Véronique Païen : Il ne faut pas que le ministre du Budget soit le seul qui ait le pouvoir. Il faut que les ministères puissent vivre et développer des projets de santé qui soient ambitieux. Les services publics, c’était quand même un service de qualité en France à base de solidarité, créé juste après la guerre à un moment où on n’avait pas beaucoup d’argent. C’est vraiment une question d’orientation. S’il y a que le budget qui compte, c’est vrai que ce n’est pas la peine de faire de la politique.

Fin de l’enregistrement.

Sandra : Cyril Venet, Christophe Prudhomme, Christine Bertrand, Olivier Varnet et Véronique Païen au micro de l’émission Vivre avec le VIH. Je rappelle que je les ai rencontrés le 20 mars dans une brasserie près du ministère de la Santé. Ils ont été reçus par la DGOS, qui est la Direction générale de l’offre de soins, mais pas par la ministre de la Santé. Ca n’a toujours pas bougé depuis septembre. Dans l’extrait, vous avez entendu qu’ils parlaient d’événements assez graves qui se sont déroulés à Grenoble. Je rappelle qu’au CHU de Grenoble il y a eu un médecin qui s’est suicidé. L’heure est vraiment grave et on se demande qu’est-ce qu’attend la ministre de la Santé, au moins pour les recevoir. Je voulais vous dire aussi, quand je parlais de ça au Comité des familles avec quelques personnes qui fréquentent l’association, des personnes qui viennent d’Afrique, quand je leur ai parlé de ça, ils ont dit “ah mais en France aussi, ça ne va pas, je ne pensais pas que c’était aussi grave”. Ils ont peur que les problèmes qu’ils rencontrent en Afrique apparaissent en France. Je ne sais pas si vous souhaitez réagir après ce que vous avez entendu, Mohamed et Yann ?

Mohamed : Je comprends très bien leur lutte et le mouvement. C’est vrai qu’il y a un réel malaise. Maintenant, comme ils disent, il vaudrait mieux changer d’orientation, trouver une orientation, que de faire de la politique pour la politique. Mais bon, je ne suis pas très professionnel dans le sujet. Mais je sais que c’est désolant au niveau de la perte des lits, quand j’entends des choses comme ça, le personnel qui se suicide, on enlève des lits, même des emplois, on ne veut pas les remplacer, je trouve ça aberrant. J’espère que leur lutte va donner bon signe quoi. De bons signes pour les soins.

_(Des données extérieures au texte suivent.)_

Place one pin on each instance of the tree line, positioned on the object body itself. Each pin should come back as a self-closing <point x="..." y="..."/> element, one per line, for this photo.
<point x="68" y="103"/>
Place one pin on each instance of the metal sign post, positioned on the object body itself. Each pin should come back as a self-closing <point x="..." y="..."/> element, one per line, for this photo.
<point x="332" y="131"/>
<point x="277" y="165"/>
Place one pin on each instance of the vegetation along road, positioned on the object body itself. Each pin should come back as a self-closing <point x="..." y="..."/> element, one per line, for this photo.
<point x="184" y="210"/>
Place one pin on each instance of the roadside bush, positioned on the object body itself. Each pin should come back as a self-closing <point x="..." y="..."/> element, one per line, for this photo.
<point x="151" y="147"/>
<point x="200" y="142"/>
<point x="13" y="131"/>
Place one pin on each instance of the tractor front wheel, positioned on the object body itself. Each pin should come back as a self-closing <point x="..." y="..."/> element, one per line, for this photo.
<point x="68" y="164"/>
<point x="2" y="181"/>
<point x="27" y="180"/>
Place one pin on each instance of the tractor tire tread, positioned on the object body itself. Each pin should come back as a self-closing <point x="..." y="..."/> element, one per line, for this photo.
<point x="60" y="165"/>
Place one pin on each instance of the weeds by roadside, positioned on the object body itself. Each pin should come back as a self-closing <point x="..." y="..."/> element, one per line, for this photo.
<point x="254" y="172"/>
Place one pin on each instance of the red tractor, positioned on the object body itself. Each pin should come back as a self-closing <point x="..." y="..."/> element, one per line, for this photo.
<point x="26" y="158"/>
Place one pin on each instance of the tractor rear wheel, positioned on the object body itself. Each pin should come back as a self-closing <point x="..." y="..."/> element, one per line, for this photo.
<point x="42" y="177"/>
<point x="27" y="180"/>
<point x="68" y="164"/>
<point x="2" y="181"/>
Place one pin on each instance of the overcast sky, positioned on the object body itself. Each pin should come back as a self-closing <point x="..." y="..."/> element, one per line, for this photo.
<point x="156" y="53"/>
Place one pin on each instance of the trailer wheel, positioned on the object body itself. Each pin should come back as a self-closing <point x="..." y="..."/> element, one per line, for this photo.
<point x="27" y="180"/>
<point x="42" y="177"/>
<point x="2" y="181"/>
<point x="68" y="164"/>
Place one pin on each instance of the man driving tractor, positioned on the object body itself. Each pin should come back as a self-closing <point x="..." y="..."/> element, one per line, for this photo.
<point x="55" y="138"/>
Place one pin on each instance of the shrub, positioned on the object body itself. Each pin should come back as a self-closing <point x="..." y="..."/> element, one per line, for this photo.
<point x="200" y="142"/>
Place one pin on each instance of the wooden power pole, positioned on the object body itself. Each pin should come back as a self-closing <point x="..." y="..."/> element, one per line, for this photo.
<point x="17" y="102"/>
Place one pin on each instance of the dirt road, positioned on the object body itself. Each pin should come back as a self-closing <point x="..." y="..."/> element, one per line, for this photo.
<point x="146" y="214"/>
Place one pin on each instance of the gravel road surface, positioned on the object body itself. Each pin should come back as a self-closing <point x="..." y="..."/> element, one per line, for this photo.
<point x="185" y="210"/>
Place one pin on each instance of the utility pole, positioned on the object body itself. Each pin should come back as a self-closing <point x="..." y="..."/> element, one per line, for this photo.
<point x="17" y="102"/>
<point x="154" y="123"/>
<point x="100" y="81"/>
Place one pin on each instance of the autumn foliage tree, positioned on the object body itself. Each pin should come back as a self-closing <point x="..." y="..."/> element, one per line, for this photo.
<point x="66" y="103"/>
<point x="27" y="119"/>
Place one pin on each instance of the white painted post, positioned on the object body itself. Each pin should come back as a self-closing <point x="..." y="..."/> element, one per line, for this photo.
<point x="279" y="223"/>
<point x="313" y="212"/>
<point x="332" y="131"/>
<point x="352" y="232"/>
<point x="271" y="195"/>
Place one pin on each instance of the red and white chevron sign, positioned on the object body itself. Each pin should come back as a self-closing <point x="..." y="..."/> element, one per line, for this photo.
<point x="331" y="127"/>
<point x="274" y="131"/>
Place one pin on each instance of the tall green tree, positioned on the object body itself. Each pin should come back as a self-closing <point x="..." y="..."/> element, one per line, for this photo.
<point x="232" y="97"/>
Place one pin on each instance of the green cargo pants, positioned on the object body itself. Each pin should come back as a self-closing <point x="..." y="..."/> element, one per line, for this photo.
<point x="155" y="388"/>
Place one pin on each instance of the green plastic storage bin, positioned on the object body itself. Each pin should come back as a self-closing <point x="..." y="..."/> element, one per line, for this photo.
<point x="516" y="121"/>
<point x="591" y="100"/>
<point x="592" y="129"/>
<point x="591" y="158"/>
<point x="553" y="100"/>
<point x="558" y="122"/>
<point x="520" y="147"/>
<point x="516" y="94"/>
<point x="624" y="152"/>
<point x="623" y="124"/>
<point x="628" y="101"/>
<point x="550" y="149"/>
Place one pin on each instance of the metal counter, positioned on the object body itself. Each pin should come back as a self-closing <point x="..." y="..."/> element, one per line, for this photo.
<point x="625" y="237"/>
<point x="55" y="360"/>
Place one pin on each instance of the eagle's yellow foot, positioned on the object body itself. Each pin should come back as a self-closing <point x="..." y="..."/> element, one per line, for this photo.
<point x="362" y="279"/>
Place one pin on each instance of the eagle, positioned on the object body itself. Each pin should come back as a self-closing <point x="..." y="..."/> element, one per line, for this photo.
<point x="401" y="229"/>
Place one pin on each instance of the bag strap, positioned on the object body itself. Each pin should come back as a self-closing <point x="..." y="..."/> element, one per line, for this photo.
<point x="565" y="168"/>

Yann : Oui et puis moi, de toute façon, je reste solidaire au service public. J’ai eu trop l’expérience de voir ce qui s’est passé de perdre un service public pour un service privée et finalement, on est largement perdant sur la qualité d’offre et tout ça. Donc oui, que ce soit cheminot, les jeunes dans les universités qui ne peuvent plus s’exprimer sans que le doyen envoie une flopée de facho taper les gauchos. On va synthétiser comme ça. Mais voilà quoi, cheminots, hôpitaux, c’est vraiment une question politique et pas qu’une question de budget. Donc, tous autour de la table, et j’espère que Madame Buzyn en qui j’ai confiance parce que pour nous, c’est quand même une ouverture, un médecin à la tête d’un ministère, on voyait ça comme une chance, j’espère que vous allez être reçus rapidement. Septembre, ça fait déjà 6 mois, c’est long.

Sandra : C’est très long. N’hésitez pas à réagir sur le site comitedesfamilles.net et puis bien sûr, on continue de suivre le mouvement.